Henry was a good-looking, half-Greek, half-Cuban kid in his early 20s with wavy black hair, full red lips, and scruffy stubble. A part-time business student and a full-time drug dealer, Henry was a smart kid just stupid enough to convince himself that dealing was a good way to pay for school. He looked like any NYU or Fordham student on the street, which is why I never worried about my neighbors being suspicious of who he was when he delivered. He would almost always show up at my door with the New York Post in hand, complaining about Mayor Bloomberg’s administration.
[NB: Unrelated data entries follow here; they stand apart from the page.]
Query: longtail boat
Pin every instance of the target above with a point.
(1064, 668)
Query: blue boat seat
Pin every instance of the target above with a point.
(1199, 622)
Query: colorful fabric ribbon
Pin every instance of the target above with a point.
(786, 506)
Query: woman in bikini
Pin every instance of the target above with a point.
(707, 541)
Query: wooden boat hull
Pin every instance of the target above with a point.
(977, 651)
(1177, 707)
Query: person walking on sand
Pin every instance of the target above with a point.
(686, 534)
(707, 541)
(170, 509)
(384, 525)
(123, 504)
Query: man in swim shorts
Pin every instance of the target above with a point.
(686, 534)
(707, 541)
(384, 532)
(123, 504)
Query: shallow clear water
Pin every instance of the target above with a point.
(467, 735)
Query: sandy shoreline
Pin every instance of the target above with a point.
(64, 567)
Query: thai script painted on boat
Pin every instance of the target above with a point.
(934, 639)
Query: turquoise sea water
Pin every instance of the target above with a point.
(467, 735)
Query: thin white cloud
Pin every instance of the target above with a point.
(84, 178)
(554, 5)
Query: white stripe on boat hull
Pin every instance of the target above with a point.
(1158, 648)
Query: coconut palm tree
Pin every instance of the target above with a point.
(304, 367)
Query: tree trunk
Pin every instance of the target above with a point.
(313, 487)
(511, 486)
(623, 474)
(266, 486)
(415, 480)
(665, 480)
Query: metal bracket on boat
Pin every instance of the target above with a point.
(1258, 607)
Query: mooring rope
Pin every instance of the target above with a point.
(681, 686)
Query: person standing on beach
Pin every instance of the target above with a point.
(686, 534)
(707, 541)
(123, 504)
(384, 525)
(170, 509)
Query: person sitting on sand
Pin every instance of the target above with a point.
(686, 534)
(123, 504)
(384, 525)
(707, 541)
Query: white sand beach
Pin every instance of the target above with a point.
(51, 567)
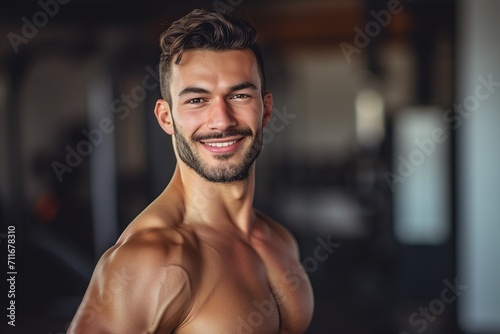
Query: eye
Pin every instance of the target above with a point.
(195, 100)
(240, 96)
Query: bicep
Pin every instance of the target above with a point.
(133, 299)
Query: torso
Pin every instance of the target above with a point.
(240, 286)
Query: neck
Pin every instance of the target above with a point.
(218, 204)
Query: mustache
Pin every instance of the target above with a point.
(220, 135)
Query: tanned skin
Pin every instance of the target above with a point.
(200, 258)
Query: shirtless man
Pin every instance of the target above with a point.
(200, 259)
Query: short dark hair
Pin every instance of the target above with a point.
(202, 29)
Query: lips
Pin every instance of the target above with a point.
(224, 145)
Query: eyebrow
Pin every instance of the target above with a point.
(199, 90)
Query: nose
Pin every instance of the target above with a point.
(220, 116)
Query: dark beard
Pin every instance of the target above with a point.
(224, 172)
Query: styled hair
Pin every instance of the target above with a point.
(208, 30)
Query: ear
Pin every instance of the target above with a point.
(268, 108)
(164, 116)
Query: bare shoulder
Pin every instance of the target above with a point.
(142, 284)
(279, 230)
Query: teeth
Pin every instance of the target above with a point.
(221, 144)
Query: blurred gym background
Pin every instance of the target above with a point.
(384, 142)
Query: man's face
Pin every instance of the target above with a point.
(218, 112)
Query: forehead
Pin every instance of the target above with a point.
(214, 69)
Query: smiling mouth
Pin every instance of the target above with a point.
(222, 144)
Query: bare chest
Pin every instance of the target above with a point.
(242, 290)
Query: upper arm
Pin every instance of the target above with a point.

“Hey, Lisa, what’s going on?” Henry brushed past me into the apartment. He instinctively craned his neck all around to make sure I was the only one home, and I stood back to let him perform his inspection. This happened every time.
“Not much,” I replied. “You busy today?” It was a rhetorical question, but I asked it every time. There aren’t exactly etiquette rules for conversing with your drug dealer.
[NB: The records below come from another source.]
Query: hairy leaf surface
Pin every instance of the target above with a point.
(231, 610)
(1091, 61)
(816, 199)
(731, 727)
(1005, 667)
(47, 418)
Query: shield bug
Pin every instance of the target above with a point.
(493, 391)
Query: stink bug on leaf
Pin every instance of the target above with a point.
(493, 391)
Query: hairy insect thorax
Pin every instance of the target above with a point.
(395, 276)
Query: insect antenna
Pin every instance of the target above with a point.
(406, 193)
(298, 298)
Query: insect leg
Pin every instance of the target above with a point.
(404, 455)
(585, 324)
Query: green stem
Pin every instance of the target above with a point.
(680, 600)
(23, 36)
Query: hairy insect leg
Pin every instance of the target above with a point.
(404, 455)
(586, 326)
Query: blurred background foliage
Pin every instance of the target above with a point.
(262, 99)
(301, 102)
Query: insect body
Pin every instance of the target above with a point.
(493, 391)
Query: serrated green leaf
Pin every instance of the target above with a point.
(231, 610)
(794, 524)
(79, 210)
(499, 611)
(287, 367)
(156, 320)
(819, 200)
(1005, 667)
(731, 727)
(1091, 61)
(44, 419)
“Always busy, always busy,” Henry mumbled as he made himself comfortable on the couch and unzipped his backpack. I could never get a clear look at the full contents of that thing, although I did catch glimpses of a book or two.
Not knowing exactly what Henry was dealing helped me block out the fact that he could be handing someone their fatal dose that night. I just needed my cocaine. Addiction had made me apathetic to strangers and family members alike. I missed celebrating the birth of my niece because, while I was riding in a Town Car to the hospital in New Jersey, Henry finally responded to a call I’d put in earlier that day. The driver looked confused when I asked him to return to my apartment, but I didn’t feel I owed anyone an explanation.
“Can I get an eight ball?” I asked. I handed him the beer and yanked together the heavy living room curtains. I had heard that if you could see the Empire State Building from your apartment, the government could spy on you. I could faintly make out the top of the building from my window, so I wasn’t taking chances.
“Sure, sure. No problem,” he said, pulling out seven miniature plastic bags that each held about a half gram of cocaine, some of it already crushed into a powder. I put $250 on the coffee table, and he counted it. Coming up with the money was never an issue. I made a great salary, lived in a rent-stabilized apartment, and had stopped spending on “extravagances” such as new clothes and vacations. There was also the money I saved by no longer contributing to my firm’s 401(k) retirement plan. I assumed I’d be dead by age 40, so I didn’t need a nest egg.
I couldn’t wait a second longer to open a bag of coke. “Do you want a bump?” I asked him as I spilled about half the contents of one bag onto the mirror I had taken down from the wall.
“Sure, just a quick one, though. I need to roll,” he said. I cut a few lines on the mirror with my American Express Gold Card and handed Henry a cut off straw. Guests should go first, I thought, although my palms were sweating in anticipation and my knee bounced up and down. He sniffed two quick lines off the mirror and chugged his beer.
Before he could finish his cigarette, Henry’s cell phone was buzzing with his next call. “Gotta go,” he said. He zipped up his backpack, slung it over his shoulder, and headed for the door.
“Thanks so much for coming,” I said, as if I had hosted a fancy dinner party.
“Yeah, yeah. See you next time.” He was staring at his phone as he walked out. As soon as he cleared the doorway, I triple-locked the door and let out a long sigh of relief. It would be more than 60 hours before I ventured out of my apartment, ate a full meal, or even took a shower. On Monday morning, I had a debilitating headache, a stomach about to retch, and a glass of vodka sitting on my nightstand. I also had a winning business proposal.
Excerpted from Girl Walks Out Of A Bar: A Memoir.